Tetapi negara bukan ruang eksperimen berdasarkan inspirasi personal. Program nasional harus lahir melalui kajian kebutuhan, analisis biaya-manfaat, uji kelembagaan, kemampuan fiskal, mekanisme pengawasan, dan ukuran keberhasilan yang dapat diperiksa publik.
Semakin besar anggarannya, semakin berat pula kewajiban pembuktiannya. Pemerintah tidak cukup mengatakan program itu baik. Pemerintah harus membuktikan bahwa program tersebut merupakan pilihan terbaik dibandingkan kebutuhan lain yang harus dikorbankan.
Inilah yang disebut opportunity cost dalam kebijakan publik. Setiap rupiah yang digunakan untuk satu program berarti rupiah tersebut tidak tersedia bagi kebutuhan lainnya. Politik anggaran selalu mengandung pilihan, sekalipun pemerintah enggan menyebutnya demikian.
Karena itu, kita tidak boleh gegabah mengatakan Rp50,6 triliun TKD yang dipotong langsung dipindahkan seluruhnya ke MBG atau Kopdes. Bukti yang tersedia tidak menunjukkan hubungan satu banding satu seperti itu.
Namun fakta yang lebih fundamental tetap berdiri. Pemerintah mengurangi ruang fiskal daerah ketika program prioritas pusat tetap memperoleh dukungan besar. Kini pusat bahkan mempertimbangkan tambahan dana untuk daerah yang kesulitan memenuhi kewajiban pegawainya.
Bukankah pola itu pantas dipertanyakan? Pusat mengurangi transfer, daerah kehilangan ruang fiskal, lalu daerah kembali membutuhkan pertolongan pusat. Desain seperti ini berpotensi memperbesar ketergantungan daerah sekaligus melemahkan semangat desentralisasi fiskal.
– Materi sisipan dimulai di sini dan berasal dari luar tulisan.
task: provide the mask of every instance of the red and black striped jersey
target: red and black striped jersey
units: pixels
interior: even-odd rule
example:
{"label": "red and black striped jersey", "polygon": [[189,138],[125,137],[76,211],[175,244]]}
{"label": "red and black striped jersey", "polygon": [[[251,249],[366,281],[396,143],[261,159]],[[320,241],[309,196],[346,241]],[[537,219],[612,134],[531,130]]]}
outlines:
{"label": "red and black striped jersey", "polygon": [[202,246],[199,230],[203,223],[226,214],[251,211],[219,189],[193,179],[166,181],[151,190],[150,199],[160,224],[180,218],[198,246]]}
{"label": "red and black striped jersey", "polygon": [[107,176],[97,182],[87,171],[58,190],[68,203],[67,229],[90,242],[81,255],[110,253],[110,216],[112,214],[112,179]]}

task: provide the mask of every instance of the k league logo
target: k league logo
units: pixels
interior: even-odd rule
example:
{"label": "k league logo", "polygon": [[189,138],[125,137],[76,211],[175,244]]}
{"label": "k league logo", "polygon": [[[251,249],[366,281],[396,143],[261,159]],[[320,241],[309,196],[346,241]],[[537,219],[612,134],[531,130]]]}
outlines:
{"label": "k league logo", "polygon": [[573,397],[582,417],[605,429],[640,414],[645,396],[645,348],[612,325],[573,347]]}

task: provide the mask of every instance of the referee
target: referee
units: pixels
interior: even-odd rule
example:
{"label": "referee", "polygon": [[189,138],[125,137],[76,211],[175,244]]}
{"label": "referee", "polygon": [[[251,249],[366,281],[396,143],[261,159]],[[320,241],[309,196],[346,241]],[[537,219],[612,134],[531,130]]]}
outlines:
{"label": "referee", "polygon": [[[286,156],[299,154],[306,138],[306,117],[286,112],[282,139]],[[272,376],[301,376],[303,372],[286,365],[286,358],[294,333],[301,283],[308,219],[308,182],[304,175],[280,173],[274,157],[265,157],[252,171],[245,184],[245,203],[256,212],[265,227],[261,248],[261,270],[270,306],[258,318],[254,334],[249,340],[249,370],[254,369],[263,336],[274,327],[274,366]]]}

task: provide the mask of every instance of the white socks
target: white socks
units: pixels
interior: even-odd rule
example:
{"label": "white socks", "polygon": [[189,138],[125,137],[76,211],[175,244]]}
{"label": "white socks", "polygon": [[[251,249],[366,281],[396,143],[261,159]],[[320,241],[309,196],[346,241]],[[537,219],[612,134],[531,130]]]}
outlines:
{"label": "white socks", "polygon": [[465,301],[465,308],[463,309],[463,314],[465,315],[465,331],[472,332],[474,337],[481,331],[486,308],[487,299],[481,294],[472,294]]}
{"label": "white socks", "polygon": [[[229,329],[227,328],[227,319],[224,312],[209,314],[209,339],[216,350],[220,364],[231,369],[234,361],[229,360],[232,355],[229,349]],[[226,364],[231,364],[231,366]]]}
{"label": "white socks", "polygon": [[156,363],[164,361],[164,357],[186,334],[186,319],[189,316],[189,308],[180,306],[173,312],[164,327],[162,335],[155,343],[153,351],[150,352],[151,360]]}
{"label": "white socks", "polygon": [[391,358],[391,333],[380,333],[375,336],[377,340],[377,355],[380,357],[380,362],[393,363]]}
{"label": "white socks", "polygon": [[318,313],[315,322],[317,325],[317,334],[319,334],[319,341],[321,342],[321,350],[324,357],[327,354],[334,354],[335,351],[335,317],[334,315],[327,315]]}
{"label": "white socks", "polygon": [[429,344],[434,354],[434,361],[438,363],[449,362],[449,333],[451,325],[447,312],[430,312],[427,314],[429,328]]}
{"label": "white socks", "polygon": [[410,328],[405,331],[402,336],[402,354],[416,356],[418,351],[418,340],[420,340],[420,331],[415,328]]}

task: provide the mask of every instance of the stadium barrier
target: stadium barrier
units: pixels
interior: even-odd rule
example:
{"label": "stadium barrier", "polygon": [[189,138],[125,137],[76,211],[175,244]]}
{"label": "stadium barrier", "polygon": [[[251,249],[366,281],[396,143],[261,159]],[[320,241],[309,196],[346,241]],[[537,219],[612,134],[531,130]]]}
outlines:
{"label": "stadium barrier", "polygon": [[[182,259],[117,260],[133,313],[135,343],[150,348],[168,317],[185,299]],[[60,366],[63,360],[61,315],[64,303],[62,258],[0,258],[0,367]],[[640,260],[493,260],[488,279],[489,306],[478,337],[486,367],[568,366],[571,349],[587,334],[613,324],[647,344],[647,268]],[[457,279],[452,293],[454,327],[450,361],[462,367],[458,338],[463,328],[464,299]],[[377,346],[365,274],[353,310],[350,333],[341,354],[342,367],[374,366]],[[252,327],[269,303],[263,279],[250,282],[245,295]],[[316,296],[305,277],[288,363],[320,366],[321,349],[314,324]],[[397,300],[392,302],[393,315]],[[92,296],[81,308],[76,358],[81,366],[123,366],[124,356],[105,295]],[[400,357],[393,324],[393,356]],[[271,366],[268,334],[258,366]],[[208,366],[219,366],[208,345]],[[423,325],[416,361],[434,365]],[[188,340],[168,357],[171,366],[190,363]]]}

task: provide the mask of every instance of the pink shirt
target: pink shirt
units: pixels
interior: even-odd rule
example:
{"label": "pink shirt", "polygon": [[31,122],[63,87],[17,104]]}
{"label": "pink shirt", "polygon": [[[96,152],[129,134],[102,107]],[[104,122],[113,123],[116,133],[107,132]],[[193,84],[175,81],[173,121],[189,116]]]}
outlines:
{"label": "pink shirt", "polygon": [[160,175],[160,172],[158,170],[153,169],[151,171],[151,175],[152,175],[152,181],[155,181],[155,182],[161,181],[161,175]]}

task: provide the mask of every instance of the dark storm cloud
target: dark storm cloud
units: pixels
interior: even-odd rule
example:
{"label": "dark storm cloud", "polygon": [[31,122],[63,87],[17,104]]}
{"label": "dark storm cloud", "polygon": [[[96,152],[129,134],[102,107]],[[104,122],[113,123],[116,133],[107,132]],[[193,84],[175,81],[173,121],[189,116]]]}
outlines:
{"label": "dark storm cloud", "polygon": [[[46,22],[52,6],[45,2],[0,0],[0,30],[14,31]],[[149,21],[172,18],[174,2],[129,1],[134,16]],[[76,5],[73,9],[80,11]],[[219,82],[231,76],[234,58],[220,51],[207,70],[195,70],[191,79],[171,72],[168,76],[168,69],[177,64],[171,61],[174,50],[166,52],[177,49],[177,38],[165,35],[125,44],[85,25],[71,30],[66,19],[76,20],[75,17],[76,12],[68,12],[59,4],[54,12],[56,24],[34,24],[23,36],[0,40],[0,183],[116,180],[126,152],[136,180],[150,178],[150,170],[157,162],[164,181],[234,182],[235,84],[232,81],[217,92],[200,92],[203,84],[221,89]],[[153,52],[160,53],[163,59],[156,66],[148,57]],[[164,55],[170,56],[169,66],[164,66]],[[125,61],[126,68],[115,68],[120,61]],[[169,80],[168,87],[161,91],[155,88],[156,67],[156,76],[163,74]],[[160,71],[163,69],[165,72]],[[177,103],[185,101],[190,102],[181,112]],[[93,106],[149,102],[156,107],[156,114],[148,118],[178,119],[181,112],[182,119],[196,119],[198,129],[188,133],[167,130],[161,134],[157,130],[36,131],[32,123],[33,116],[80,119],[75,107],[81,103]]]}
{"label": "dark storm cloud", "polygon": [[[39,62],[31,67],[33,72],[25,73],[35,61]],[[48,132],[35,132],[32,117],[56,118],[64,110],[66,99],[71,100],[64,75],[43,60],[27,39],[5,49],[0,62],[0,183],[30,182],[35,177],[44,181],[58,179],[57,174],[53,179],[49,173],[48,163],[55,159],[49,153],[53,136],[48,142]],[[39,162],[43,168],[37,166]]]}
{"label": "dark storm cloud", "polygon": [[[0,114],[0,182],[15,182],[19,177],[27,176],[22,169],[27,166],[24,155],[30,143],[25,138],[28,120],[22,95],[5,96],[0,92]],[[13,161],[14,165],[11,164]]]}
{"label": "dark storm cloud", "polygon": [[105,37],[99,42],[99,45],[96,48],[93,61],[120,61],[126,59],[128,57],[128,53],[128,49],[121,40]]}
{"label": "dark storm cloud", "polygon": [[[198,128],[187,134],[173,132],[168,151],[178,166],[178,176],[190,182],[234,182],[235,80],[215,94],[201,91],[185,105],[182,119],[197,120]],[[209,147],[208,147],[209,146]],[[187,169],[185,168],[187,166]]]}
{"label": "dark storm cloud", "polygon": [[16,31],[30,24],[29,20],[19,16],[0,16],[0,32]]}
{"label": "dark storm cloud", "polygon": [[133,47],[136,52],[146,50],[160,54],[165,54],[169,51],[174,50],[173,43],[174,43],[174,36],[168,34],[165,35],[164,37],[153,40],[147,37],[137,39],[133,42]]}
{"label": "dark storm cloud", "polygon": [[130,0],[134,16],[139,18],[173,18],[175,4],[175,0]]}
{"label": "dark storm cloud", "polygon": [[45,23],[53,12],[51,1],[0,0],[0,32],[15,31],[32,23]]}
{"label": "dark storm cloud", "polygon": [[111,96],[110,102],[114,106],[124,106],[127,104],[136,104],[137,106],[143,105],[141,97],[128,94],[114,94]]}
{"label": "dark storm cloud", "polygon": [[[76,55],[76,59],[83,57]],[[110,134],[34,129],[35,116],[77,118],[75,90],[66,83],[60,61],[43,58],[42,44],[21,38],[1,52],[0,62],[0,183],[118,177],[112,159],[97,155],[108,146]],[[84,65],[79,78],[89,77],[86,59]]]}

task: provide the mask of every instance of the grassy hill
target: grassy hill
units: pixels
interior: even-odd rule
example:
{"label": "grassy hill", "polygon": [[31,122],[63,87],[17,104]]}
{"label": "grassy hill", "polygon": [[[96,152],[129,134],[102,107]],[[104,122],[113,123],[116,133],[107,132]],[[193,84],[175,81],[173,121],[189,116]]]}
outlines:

Dampak ekonominya juga tidak sederhana. Belanja pemerintah daerah menggerakkan ekonomi lokal. Gaji ASN dibelanjakan di pasar, warung, transportasi, pendidikan, perumahan, dan jasa. Gangguan terhadap arus tersebut dapat menekan konsumsi di daerah.
Secara sosial, ketidakpastian fiskal dapat memperburuk kesenjangan antardaerah. Daerah dengan PAD kuat mungkin mempunyai bantalan. Kabupaten dan kota yang bergantung besar pada transfer pusat menghadapi risiko jauh lebih berat.
Secara politik, kondisi tersebut juga mengubah hubungan pusat-daerah. Kepala daerah yang kehilangan kemandirian fiskal semakin bergantung kepada pemerintah pusat. Desentralisasi akhirnya berisiko berjalan secara administratif, tetapi semakin tersentralisasi secara keuangan.
Pemerintah perlu melakukan evaluasi menyeluruh terhadap efisiensi TKD. Daerah yang benar-benar tidak memiliki kapasitas fiskal harus dilindungi, tetapi penyelamatan tidak cukup dilakukan melalui suntikan dana setelah masalah muncul.
MBG dan Kopdes juga tidak boleh diperlakukan sebagai program yang kebal evaluasi. Target penerima, biaya per penerima, kebocoran, efektivitas, dampak ekonomi, dan sumber pembiayaannya harus dibuka secara berkala kepada publik.
Jika kapasitas fiskal tidak memungkinkan seluruh target dilaksanakan sekaligus, pemerintah harus berani menyesuaikan skala dan waktunya. Mengubah desain program bukan pengkhianatan terhadap janji politik. Memaksakan program hingga fungsi dasar negara terganggu justru lebih berbahaya.
Pada akhirnya, persoalan 490 pemda bukan sekadar cerita tentang gaji ASN. Ia merupakan ujian terhadap cara pemerintah menentukan prioritas di tengah keterbatasan uang negara.
Hampir sembilan dari sepuluh pemda berpotensi membutuhkan dukungan tambahan adalah alarm yang terlalu keras untuk dianggap persoalan teknis. Pemerintah perlu menjawabnya dengan koreksi kebijakan, bukan sekadar tambal-sulam anggaran.
Efisiensi seharusnya membuang pemborosan tanpa melumpuhkan fungsi negara. Janji politik harus dilaksanakan tanpa menabrak konstitusi dan kesehatan fiskal. Program unggulan harus berani diuji seperti belanja negara lainnya.
Jika kewajiban dasar daerah dikorbankan sementara proyek politik pusat dianggap tak tersentuh, kita memang pantas bertanya: ini efisiensi atau salah kelola? Negara tidak boleh dikelola untuk menyelamatkan janji kekuasaan dengan mengorbankan kemampuan pemerintahan menjalankan kewajibannya.